Following the completion of the all Sky Ohio State radio source survey and the loss of funding from the NSF, Big Ear was used for many years by Kraus and his students to search for intelligent life elsewhere in the Universe. Kraus founded Cosmic Search, a magazine devoted to the search for extra-terrestrial intelligence, also including historical articles about radio astronomy, which he edited and published from 1979-1982.
A dedicated teacher, Kraus had a profound and lasting effect on his students; he maintained friendships with many of his students after they completed their degrees, and followed their careers with interest. Books Kraus authored included Antennas, Radio Astronomy, and Electromagnetics, all of which had multiple editions and were translated into many languages, as well as the autobiographical Big Ear and Big Ear Two. Kraus retired from Ohio State in 1980, but continued to work at the observatory as Professor Emeritus into the 1990s.

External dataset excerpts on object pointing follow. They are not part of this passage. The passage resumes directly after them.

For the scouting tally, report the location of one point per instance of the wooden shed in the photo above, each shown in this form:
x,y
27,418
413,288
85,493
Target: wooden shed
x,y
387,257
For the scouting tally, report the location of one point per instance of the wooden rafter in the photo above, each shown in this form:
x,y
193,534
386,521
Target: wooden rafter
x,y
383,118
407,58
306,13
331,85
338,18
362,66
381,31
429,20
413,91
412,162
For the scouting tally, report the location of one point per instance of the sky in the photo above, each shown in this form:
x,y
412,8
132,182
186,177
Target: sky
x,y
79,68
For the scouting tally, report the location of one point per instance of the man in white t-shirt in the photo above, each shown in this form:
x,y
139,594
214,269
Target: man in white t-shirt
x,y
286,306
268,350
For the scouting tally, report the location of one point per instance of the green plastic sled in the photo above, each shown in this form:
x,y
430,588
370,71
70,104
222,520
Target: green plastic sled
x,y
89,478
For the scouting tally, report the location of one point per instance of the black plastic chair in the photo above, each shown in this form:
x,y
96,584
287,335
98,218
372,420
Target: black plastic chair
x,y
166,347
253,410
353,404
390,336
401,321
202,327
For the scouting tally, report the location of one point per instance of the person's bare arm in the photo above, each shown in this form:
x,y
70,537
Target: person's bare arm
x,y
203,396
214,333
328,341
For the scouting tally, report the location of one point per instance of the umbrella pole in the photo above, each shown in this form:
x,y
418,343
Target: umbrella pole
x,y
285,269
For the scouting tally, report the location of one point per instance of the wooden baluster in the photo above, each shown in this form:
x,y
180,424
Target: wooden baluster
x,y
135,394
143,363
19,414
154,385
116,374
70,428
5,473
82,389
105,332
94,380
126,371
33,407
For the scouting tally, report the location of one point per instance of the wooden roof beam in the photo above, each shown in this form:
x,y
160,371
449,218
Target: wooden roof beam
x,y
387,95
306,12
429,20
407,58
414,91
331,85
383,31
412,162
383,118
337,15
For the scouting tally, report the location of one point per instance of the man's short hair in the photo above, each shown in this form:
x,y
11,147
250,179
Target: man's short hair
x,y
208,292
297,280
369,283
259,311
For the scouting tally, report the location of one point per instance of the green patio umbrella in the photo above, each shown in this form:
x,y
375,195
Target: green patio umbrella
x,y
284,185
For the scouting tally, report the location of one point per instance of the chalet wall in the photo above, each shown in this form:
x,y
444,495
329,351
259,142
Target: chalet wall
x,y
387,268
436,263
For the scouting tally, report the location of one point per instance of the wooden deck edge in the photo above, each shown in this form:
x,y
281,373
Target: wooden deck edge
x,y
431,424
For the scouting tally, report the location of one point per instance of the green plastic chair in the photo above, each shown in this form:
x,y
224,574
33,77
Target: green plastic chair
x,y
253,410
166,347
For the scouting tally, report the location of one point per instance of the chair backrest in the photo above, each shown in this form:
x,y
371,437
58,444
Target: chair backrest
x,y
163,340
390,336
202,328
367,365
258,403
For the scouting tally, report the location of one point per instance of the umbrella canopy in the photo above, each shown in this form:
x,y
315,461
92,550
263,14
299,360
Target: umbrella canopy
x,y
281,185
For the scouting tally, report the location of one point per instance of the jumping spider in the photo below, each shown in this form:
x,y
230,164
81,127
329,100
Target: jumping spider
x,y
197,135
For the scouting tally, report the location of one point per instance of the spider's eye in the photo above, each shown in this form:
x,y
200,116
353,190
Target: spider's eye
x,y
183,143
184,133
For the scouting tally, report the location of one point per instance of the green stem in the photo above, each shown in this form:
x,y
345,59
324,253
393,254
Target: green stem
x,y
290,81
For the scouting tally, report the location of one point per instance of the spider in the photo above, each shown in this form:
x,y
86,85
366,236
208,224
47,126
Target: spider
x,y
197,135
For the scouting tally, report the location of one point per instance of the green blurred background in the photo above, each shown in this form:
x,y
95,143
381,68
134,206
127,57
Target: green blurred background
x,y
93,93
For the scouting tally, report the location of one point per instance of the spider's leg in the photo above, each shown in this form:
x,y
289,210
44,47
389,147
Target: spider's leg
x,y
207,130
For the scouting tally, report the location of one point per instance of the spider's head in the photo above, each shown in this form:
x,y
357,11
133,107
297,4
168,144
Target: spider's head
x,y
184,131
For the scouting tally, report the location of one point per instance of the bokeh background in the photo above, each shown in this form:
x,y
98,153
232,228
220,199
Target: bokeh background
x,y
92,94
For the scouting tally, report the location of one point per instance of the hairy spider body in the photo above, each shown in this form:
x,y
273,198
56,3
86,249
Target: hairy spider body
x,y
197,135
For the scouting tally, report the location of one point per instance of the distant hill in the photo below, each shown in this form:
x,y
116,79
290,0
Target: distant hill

Kraus was a long-time radio amateur, licensed as W8JK. Through the 1930s, he maintained regular contact with two missionaries in Belgian Congo, one a doctor running a medical clinic. Their transmissions served as a means for many missionaries of the Presbyterian Church in the United States and their extended families in the U.S. to transmit both routine and emergency news in a timely way, and allowed the doctor to arrange medical consultations with specialists in Ann Arbor. Kraus contributed many articles to CQ magazine, the radio amateurs' journal; in 1996, Dayton Hamvention honored Kraus as the recipient of its Special Achievement Award, and in 2001, CQ named Kraus to the inaugural class of its Amateur Radio Hall of Fame.
Kraus served on both the National Science Foundation and Associated Universities committees involved in the earliest planning for the development of the National Radio Astronomy Observatory, and in 1955, he was part of the small group that recommended Green Bank WV as the site for NRAO.
In 1976 Kraus and his wife, Alice, donated the Kraus Wilderness Preserve, 80 acres of woodland and meadow adjacent to their home, to Ohio Wesleyan University for use by Ohio Wesleyan and Ohio State Universities, and they endowed scholarships to enhance environmental learning for students at the two universities.
Kraus was elected as a Fellow of the Institute of Electrical Engineers (IEEE) in 1954 and to the National Academy of Engineering in 1972. His many awards and recognitions included the U.S. Navy Meritorious Civilian Service Award in 1946, the Ohio State University Sullivant Medal in 1970, and the Outstanding Achievement Award of the University of Michigan in 1981. He received the 1984 Centennial Medal, the 1985 Edison Medal and the 1990 Heinrich Hertz Medal from the IEEE, as well as the Distinguished Achievement Award of the IEEE Antennas and Propagation Society in 2003. He died in Columbus, Ohio, on July 18, 2004.